IAEA head says Iran’s nuclear deal holds no real significance

The Iran 2015 nuclear deal, officially known as the Joint Comprehensive Plan of Action (JCPOA),  currently holds no real significance because no one is following it, Rafael Grossi, Director General of the International Atomic Energy Agency (IAEA), has stated.

“I believe we need to return to diplomacy,” Grossi said in an interview with Russian newspaper Izvestia.

“We had the JCPOA, but now it’s just a paper agreement that nobody is adhering to.”

“There have been attempts to revive it here in Vienna, but unfortunately, despite coming close to success, they fell through for reasons unknown to me, as I wasn’t directly involved in the process. It’s no surprise that the US and Iran are blaming each other for its failure,” he remarked.

The IAEA chief stressed the importance of avoiding a repeat of the North Korean scenario, where decades of negotiations ultimately proved futile.

Grossi also confirmed ongoing difficulties with gaining access to Iranian nuclear facilities.
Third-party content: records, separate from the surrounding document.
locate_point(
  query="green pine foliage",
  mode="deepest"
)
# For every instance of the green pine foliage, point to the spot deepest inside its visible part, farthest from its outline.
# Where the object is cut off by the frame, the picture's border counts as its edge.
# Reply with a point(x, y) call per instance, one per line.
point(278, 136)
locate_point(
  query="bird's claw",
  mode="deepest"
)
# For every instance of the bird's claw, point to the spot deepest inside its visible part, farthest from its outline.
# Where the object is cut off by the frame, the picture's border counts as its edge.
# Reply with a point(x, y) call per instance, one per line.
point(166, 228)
The JCPOA was a multilateral international agreement signed between Iran and five permanent members of the United Nations Security Council plus Germany in 2015, which required Iran to scale back some of its nuclear activities in return for the lifting of cruel sanctions imposed on the country, especially by the United States.
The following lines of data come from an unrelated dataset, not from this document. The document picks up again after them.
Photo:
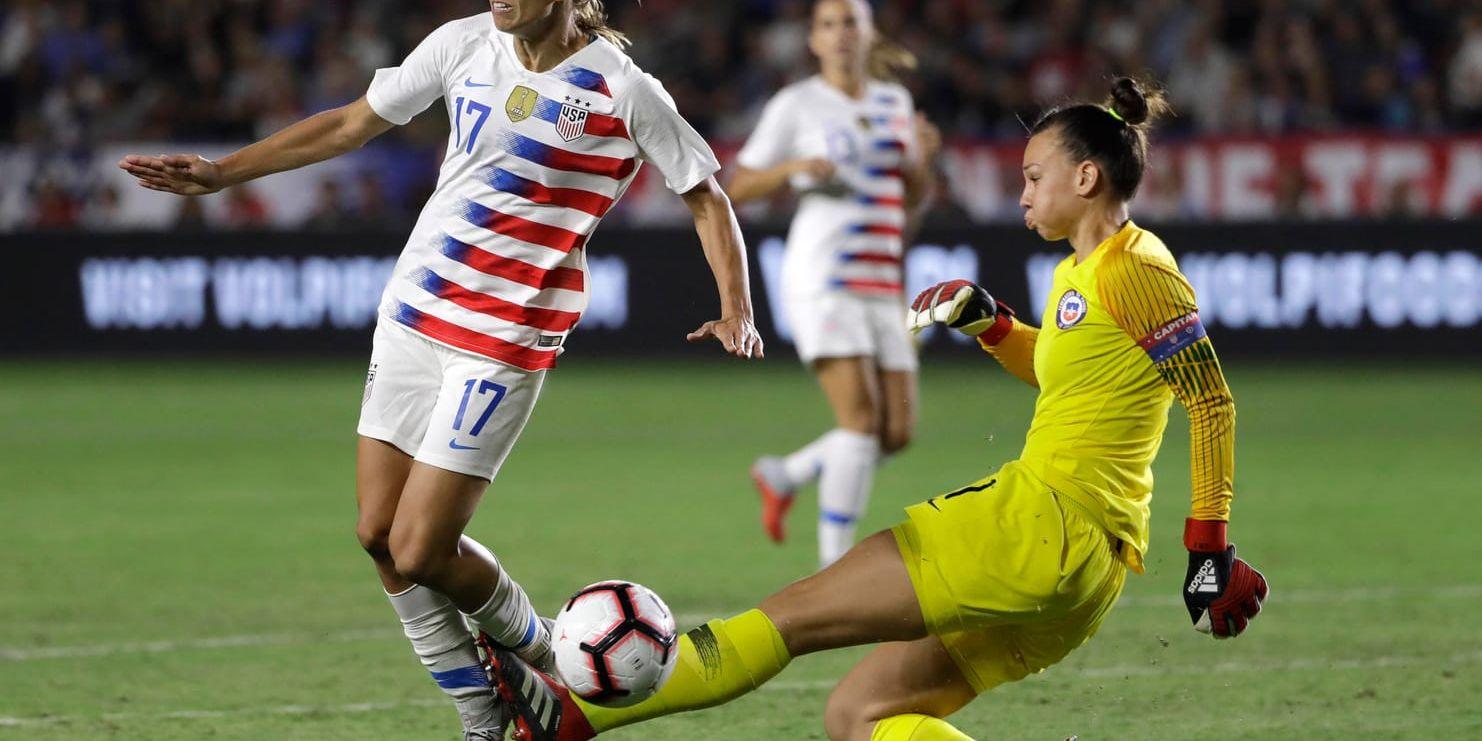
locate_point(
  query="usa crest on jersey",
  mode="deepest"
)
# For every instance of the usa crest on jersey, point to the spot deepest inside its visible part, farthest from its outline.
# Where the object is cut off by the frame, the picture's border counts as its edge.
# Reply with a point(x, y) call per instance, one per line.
point(571, 122)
However, former US President Donald Trump pulled Washington out of the UNSC-endorsed agreement in May 2018, imposing severe economic sanctions against Tehran while Iran was adhering to its commitments under the deal and even continued to do so for a year after the US withdrawal.
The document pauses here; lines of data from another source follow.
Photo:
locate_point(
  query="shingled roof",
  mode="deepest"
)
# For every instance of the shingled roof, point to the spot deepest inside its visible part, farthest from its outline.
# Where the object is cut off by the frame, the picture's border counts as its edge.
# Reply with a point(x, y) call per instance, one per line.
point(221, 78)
Tehran started to reduce its commitments under the deal in a series of pre-announced and clear steps after witnessing the other parties’ failure to secure its interests under the agreement.

The Strategic Action Plan to Counter Sanctions law was adopted by Iranian lawmakers in December 2020 to counter sanctions imposed on Iran by the United States and its Western allies, and to promote the country’s peaceful nuclear program.

Under the parliament’s law, the Iranian administration is required to restrict the IAEA’s inspections and accelerate the development of the country’s nuclear program beyond the limits set under the JCPOA.